Within ~30 seconds, the run should appear in your chosen backend under the kneo_agent service. The middleware emits one span per agent run plus child spans for tool calls and model invocations when those flow through the Bridge runtime.

6. Troubleshooting

  • No spans appear. Check the exporter is configured before any agent runs (the TracerProvider is read at first use). Run with OTEL_LOG_LEVEL=debug set to surface exporter errors on stderr.
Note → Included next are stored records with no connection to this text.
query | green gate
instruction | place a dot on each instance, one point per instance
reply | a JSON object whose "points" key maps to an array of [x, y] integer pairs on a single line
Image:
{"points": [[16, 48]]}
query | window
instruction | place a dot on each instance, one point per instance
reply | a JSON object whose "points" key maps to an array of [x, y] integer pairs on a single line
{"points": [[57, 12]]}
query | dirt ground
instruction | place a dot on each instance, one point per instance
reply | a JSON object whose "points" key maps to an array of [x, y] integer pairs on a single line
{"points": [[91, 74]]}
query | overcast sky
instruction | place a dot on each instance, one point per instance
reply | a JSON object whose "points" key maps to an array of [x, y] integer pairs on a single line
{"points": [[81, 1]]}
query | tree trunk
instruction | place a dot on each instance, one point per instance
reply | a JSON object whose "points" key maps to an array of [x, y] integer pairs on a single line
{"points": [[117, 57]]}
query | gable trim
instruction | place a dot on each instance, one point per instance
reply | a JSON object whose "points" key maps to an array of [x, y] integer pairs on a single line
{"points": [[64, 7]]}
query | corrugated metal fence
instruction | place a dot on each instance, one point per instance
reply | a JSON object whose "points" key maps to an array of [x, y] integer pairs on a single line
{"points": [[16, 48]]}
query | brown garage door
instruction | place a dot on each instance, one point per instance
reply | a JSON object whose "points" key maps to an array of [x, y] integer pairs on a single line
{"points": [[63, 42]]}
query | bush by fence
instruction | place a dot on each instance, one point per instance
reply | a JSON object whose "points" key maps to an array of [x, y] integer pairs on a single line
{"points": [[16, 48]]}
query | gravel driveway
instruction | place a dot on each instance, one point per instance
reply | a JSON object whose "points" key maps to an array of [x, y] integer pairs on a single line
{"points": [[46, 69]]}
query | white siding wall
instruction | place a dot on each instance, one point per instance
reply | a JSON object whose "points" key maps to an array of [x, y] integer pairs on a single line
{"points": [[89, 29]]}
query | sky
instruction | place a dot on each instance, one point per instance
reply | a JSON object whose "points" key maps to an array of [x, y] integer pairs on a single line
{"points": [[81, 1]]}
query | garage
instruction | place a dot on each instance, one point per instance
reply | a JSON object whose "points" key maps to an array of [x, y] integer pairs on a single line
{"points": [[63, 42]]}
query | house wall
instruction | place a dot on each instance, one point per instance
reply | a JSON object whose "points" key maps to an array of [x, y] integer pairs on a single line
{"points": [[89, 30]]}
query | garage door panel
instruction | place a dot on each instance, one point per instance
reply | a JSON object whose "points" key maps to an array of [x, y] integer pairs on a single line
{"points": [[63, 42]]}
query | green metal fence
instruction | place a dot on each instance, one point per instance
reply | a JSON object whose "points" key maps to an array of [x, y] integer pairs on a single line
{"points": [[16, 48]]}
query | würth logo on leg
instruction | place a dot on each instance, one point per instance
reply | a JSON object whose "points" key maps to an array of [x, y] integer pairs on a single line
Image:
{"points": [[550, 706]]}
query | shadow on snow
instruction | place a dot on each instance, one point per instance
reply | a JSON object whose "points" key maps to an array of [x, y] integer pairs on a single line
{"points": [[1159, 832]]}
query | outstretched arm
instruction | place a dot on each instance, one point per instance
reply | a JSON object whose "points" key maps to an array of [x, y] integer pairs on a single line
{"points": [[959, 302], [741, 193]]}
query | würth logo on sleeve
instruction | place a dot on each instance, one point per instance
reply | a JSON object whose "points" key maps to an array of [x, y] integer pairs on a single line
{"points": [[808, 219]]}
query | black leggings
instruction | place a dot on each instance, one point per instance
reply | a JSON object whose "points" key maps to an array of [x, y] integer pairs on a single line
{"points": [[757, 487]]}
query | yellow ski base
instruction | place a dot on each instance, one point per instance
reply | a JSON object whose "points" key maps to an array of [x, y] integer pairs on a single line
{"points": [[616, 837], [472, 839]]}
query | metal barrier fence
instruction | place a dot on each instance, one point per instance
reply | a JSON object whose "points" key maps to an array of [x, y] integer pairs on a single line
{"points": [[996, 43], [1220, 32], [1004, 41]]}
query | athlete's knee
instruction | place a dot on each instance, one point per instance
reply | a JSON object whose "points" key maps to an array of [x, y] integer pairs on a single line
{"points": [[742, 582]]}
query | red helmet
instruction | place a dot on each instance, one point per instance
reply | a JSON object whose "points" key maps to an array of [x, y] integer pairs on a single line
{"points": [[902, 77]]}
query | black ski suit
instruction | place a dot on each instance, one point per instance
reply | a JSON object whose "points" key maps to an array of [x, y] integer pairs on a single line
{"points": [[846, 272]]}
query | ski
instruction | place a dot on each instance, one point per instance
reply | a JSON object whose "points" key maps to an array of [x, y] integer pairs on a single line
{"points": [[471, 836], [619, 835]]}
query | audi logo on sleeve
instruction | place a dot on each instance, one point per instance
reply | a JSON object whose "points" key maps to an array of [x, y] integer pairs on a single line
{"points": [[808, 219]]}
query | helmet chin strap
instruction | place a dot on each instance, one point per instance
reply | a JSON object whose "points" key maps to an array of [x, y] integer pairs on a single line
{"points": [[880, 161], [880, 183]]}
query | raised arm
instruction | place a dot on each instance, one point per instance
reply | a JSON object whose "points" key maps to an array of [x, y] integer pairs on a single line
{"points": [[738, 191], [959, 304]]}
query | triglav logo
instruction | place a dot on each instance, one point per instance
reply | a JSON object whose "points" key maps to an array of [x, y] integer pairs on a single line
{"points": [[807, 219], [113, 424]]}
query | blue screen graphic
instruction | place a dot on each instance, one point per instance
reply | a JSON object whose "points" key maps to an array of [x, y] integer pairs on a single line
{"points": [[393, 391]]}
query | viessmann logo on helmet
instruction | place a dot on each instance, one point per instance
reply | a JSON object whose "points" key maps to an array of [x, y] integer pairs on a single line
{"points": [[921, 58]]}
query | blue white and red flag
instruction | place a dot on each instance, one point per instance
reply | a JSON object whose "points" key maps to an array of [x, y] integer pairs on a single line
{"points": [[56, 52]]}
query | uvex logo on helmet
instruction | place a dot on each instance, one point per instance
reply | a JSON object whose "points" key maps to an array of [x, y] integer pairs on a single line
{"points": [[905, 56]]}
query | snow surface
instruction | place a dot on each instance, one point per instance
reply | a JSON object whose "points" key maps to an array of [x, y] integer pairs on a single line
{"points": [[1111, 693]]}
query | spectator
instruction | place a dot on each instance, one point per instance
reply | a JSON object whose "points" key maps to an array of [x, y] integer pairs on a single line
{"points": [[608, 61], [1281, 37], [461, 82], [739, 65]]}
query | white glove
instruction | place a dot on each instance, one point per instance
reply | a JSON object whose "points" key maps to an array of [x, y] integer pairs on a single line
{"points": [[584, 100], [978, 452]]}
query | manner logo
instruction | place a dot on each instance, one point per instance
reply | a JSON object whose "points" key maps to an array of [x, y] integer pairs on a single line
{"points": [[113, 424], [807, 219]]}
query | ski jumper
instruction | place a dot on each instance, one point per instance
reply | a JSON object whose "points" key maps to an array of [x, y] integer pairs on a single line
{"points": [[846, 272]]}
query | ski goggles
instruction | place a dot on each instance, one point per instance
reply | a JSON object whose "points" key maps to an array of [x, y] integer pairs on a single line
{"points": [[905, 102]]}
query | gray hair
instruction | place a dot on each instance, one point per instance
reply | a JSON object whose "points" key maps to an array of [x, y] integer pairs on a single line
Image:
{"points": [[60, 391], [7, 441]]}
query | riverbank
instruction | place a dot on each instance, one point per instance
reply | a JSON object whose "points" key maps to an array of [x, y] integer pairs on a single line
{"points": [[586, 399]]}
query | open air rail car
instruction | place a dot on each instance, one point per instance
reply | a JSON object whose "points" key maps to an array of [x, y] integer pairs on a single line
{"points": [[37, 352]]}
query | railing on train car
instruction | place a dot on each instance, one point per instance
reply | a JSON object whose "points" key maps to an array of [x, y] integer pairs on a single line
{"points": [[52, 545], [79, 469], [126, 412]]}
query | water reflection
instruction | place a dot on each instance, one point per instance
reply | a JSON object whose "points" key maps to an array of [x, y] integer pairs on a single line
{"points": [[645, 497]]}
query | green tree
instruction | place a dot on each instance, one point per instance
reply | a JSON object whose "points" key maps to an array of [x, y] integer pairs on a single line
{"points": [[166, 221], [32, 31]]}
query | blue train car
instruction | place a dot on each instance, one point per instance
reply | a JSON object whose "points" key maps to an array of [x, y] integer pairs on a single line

  • Spans missing usage attributes. Only the OpenAI Agents native runtime populates RunResult.metadata["usage"] in 1.2.0; on other runtimes the OTel middleware has nothing to copy. Populate via custom middleware or wait for the per-runtime rollout in a follow-up release.
  • TLS errors against an internal collector. The exporter is a standard OpenTelemetry component — configure its CA bundle the same way you would for any other Python HTTP client (env vars like REQUESTS_CA_BUNDLE / SSL_CERT_FILE, or OTLPSpanExporter(certificate_file=...)).